Multi-tenancy is a key part of building a SaaS product. You want to amortize your software investment across different paying customers. Customers should never be able to access any other customer’s data. And it is often the case that customers don’t want their data intermingled with other customers’ data, though that depends on the type of data and the customer needs.
By separating customers into tenants, you can achieve this data separation. There are a number of levels of multi-tenancy. In increasing order of isolation, they are:
- no multi-tenancy. In this situation, all the customer data is co-mingled in the database. Any data that is unique to a customer is tied to that customer with an id.
- logical multi-tenancy. Isolation is enforced in code and the database (every table has a ‘tenant id’ key, and you’re running joins). When you are using this type of isolation, you want to resolve the tenant as soon as possible. This is often done with a different hostname or path. You also want to ensure that any users accessing tenant data are part of the tenant. If you use this approach, mistakes in your code can be used to ‘escape’ the tenant limitation and read other customer’s data. However, one advantage of this approach is that you have operational simplicity: one version of the code to maintain and one version of the database. There may be support for this in your framework, or you may be rolling your own.
- logical multi-tenancy supported by the database. Some databases support row level security isolation. In this scenario, each tenant has a different user, and the data isolation is enforced by the database. Your code is limited to looking up the correct user for a given tenant.
- container level multi-tenancy. In this scenario, you run separate containers for each tenant. If you are using a solution like Kubernetes, you can run them in different namespaces to increase the isolation. The operational complexity increases (I did mention Kubernetes, did I not?) but it becomes far more difficult for an attacker to use the access of one tenant to get another tenant’s data.
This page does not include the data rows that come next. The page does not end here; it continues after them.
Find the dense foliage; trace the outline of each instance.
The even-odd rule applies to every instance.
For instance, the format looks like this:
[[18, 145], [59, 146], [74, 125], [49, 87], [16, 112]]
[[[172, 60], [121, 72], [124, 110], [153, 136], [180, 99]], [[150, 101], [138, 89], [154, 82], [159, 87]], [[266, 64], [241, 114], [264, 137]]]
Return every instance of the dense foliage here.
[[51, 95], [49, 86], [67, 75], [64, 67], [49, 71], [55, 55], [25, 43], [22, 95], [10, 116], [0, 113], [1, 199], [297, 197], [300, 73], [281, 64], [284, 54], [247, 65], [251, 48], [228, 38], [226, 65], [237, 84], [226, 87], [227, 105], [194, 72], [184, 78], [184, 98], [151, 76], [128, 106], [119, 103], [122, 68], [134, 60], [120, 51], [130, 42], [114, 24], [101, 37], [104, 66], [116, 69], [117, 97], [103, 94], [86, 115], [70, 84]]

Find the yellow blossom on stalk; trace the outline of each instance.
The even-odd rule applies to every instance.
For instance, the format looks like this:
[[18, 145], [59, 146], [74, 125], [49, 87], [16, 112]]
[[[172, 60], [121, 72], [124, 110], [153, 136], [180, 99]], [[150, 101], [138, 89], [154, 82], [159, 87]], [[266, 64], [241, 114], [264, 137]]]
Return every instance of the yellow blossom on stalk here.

However, now you can have multiple versions of the codebase running. This can be a blessing and a curse, as it allows each client to control their version (if you enable it). This can increase support burden depending on the complexity of your application. You could also choose to run the latest code on every container, upgrading all containers every time a change is made to your software.
- virtual machine multi-tenancy. Here you use different databases and virtual machines for each tenant. You can leverage common security defense-in-depth practices at the network level, using network access controls and firewalls. This physical isolation makes it even harder for an attacker to escape and view other tenants’ data. However, it increases your operational costs both in terms of complexity (are you going to force everyone to upgrade across the entire fleet?) and support (there may be configuration and/or code drift between the different VMs). If you pursue this, it behooves you to automate the creation of these virtual machines.
- physical hardware isolation. With this choice, you actually run different hardware for each tenant, possibly in different data centers. This is the most secure, but the most operationally intensive. There are some options for API driven hardware setup, but the isolation, while a boon for security, makes updates and upgrades more difficult.
What is the best option for your SaaS solution? It depends on the security needs of your customers as well as your cost structure and your operational maturity. The higher the level of isolation, the harder it is to run and upgrade the various systems.